1) Make the government live within its means: Federal workers make twice what their private sector colleagues make. That needs to change. We should bring federal pay into line with the private sector. We should also roll back discretionary spending -- which has grown 84% over the last few years -- to 2008 levels. And to keep spending from ballooning again, we should establish real spending caps, linking the growth of government to the growth of our own incomes. These steps alone would save more than a trillion dollars over the next ten years. Of course, a great first step in that process would be to actually pass a budget.

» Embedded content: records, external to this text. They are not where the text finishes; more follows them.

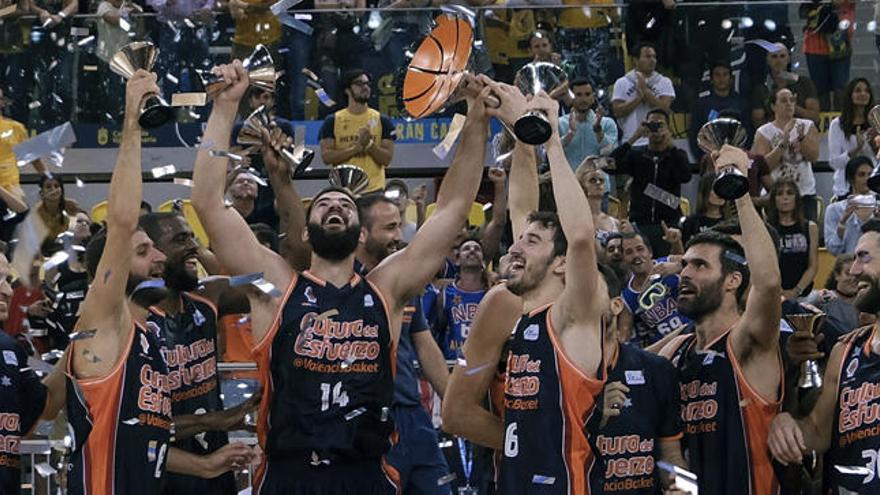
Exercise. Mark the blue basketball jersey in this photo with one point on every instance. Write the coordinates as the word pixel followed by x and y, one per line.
pixel 459 309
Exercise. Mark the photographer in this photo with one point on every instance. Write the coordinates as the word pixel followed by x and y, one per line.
pixel 658 172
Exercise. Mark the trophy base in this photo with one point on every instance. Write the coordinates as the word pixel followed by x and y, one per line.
pixel 155 112
pixel 532 128
pixel 731 186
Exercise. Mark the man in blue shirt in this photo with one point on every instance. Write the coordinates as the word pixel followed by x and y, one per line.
pixel 585 131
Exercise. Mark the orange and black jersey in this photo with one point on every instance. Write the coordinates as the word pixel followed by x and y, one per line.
pixel 855 437
pixel 548 401
pixel 120 424
pixel 628 446
pixel 189 345
pixel 22 399
pixel 726 422
pixel 327 368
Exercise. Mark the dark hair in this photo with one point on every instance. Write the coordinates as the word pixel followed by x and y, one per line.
pixel 353 74
pixel 853 166
pixel 151 223
pixel 548 220
pixel 733 257
pixel 330 189
pixel 658 111
pixel 847 111
pixel 365 206
pixel 839 262
pixel 773 214
pixel 637 53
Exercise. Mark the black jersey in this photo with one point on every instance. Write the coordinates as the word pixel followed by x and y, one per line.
pixel 726 422
pixel 327 372
pixel 628 445
pixel 22 399
pixel 855 436
pixel 120 424
pixel 189 346
pixel 547 403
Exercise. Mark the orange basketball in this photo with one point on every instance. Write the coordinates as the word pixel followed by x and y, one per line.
pixel 436 66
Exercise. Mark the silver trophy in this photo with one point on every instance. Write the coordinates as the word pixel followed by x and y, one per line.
pixel 297 157
pixel 533 127
pixel 730 183
pixel 350 177
pixel 874 121
pixel 155 111
pixel 810 377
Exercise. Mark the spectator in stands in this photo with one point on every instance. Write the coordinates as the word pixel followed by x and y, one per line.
pixel 658 171
pixel 639 91
pixel 359 135
pixel 710 209
pixel 53 208
pixel 836 300
pixel 778 77
pixel 586 131
pixel 850 134
pixel 790 145
pixel 798 239
pixel 584 39
pixel 844 218
pixel 593 181
pixel 184 36
pixel 709 104
pixel 828 47
pixel 241 191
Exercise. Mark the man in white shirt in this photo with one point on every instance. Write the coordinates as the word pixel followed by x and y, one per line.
pixel 640 90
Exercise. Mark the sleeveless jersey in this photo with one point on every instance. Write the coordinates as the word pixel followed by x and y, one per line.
pixel 22 399
pixel 855 439
pixel 189 345
pixel 547 403
pixel 726 422
pixel 327 372
pixel 459 309
pixel 629 444
pixel 120 424
pixel 654 310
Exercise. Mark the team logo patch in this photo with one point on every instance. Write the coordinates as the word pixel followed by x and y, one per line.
pixel 10 358
pixel 852 367
pixel 634 377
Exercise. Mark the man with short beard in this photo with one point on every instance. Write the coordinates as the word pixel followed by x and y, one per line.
pixel 118 398
pixel 185 321
pixel 357 134
pixel 729 367
pixel 843 425
pixel 325 347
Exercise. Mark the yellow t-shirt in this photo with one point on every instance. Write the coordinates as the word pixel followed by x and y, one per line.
pixel 258 27
pixel 11 133
pixel 345 133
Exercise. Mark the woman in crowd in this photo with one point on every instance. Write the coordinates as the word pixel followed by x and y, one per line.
pixel 54 209
pixel 790 145
pixel 844 218
pixel 849 134
pixel 798 239
pixel 710 210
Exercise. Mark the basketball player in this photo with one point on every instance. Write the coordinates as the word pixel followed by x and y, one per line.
pixel 186 323
pixel 325 347
pixel 118 400
pixel 730 367
pixel 843 424
pixel 554 369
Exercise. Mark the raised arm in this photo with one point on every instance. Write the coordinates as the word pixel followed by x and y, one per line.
pixel 524 192
pixel 436 237
pixel 759 326
pixel 232 241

2) Repeal Obamacare. Nothing threatens job growth or long-term budget solvency like the massive health care takeover that Mr. Spratt shepherded through the House. Not only will this law cripple our health care system, but there is also no way to calculate how many agencies it will create, how many jobs it will destroy, or how much all that will cost. Even the Obama Administration has abandoned their original assertion that the health care takeover would reduce the deficit. The only question now is how big will the price tag eventually be.

3) Let business create jobs. When small businesses are laying folks off while the government is increasing its hiring, that is a formula for more spending and larger deficits. To control government growth, we should institute a federal hiring freeze. To kick-start business hiring, we should eliminate the capital gains tax and let American business do what it does best: grow, prosper, and create jobs.

4) Don't Raise Taxes. Nearly everyone agrees that we should not raise taxes during a recession. Unless Congress acts, income taxes, taxes on dividends and capital gains taxes will increase. The death tax will return in an even more dramatic fashion than before. The marriage penalty will be resurrected. And every family will have to pay $500 more in taxes for every child.